Read the whole story
alvinashcraft
37 seconds ago
reply
Pennsylvania, USA
Share this story
Delete

Chat History Storage Patterns in Microsoft Agent Framework

1 Share

When people talk about building AI agents, they usually focus on models, tools, and prompts. In practice, one of the most important architectural decisions is much simpler: where does the conversation history live?

Imagine a user asks your agent a complex question, clicks “try again,” explores two different answers in parallel, and then comes back tomorrow expecting the agent to remember everything.

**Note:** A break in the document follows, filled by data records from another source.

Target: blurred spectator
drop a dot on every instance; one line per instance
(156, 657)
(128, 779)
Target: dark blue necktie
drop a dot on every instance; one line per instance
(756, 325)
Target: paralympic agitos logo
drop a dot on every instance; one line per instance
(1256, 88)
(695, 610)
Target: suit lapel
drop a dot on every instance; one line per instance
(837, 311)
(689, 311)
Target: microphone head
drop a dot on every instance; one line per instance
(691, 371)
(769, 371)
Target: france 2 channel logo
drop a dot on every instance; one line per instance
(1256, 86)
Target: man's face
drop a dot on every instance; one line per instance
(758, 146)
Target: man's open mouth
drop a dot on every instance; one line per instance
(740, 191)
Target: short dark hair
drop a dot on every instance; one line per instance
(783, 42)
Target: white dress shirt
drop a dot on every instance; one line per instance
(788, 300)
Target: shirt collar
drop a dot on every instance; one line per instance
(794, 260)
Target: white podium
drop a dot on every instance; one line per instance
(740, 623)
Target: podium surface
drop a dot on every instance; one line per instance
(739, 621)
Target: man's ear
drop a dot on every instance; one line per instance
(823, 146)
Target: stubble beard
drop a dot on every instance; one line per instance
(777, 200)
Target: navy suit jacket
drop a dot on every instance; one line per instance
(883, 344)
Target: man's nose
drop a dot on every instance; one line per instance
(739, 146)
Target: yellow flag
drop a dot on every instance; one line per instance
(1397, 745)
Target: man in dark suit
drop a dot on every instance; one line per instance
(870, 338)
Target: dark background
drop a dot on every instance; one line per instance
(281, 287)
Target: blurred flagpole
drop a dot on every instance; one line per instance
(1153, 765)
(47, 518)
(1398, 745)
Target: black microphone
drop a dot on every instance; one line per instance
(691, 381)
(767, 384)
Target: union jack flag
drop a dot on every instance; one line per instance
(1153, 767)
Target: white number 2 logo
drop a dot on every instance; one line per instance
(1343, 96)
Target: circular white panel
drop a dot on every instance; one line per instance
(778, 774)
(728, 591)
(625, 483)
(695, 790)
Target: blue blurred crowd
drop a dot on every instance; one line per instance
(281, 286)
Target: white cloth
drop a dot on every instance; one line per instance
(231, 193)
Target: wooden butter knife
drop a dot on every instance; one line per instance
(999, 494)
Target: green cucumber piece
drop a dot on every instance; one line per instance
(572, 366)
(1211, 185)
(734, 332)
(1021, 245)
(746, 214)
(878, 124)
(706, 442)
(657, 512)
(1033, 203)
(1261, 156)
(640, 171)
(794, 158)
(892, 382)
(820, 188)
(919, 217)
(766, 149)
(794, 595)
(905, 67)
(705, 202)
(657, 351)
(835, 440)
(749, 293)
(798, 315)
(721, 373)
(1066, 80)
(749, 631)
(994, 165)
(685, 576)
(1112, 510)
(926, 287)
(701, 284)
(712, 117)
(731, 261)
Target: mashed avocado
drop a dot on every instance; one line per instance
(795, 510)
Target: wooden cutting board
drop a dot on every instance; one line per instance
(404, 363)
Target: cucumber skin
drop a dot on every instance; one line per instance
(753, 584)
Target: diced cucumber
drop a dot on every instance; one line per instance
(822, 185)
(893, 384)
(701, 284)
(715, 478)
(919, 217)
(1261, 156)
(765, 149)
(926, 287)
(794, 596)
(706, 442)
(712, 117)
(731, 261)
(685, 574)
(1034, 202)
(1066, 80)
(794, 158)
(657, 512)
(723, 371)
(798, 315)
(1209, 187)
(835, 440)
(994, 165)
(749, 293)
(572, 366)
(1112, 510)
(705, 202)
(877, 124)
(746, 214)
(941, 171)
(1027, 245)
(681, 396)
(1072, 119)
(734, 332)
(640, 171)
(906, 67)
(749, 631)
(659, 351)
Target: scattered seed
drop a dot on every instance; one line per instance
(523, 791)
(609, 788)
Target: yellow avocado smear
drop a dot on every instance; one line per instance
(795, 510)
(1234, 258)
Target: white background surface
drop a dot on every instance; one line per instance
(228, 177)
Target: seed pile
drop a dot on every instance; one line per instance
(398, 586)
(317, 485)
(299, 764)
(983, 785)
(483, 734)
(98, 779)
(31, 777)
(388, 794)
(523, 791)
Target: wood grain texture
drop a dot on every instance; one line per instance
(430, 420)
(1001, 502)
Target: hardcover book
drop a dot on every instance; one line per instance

Whether that experience is possible depends on the answer to this question.

Your choice affects cost, privacy, portability, and the kinds of user experiences you can build. It also determines whether your application treats a conversation as a simple thread, a branchable tree, or just a list of messages you resend on every call.

This article explores the fundamental patterns for chat history storage, how different AI services implement them, and how Microsoft Agent Framework abstracts these differences to give you flexibility without complexity.

Why Chat History Storage Matters

Every time a user interacts with an AI agent, the model needs context from previous messages to provide coherent, contextual responses. Without this history, each interaction would be isolated. The agent couldn’t remember what was discussed moments ago.

The storage strategy you choose affects:

  • User experience: Can users resume conversations? Branch into different directions? Undo and try again?
  • Compliance: Where does conversation data live? Who controls it?
  • Architecture: How tightly coupled is your application to a specific provider?

The Two Fundamental Patterns

At the highest level, there are two approaches to managing chat history:

Service-Managed Storage

The AI service stores conversation state on its servers. Agent Framework holds a reference (like a conversation_id or thread_id) in the AgentSession, and the service automatically includes relevant history when processing requests.

chat history service managed image

Benefits:

  • Simpler client implementation
  • Service handles context window management and compaction automatically
  • Built-in persistence across sessions
  • Lower per-request payload size (just a reference ID, not full history)

Tradeoffs:

  • Data lives on provider’s servers
  • Less control over what context is included
  • No control over compaction strategy – you can’t customize what gets summarized, truncated, or dropped
  • Provider lock-in for conversation state

Client-Managed Storage

Agent Framework maintains the full conversation history locally (in the AgentSession or associated history providers) and sends relevant messages with each request. The service is stateless. It processes the request and forgets.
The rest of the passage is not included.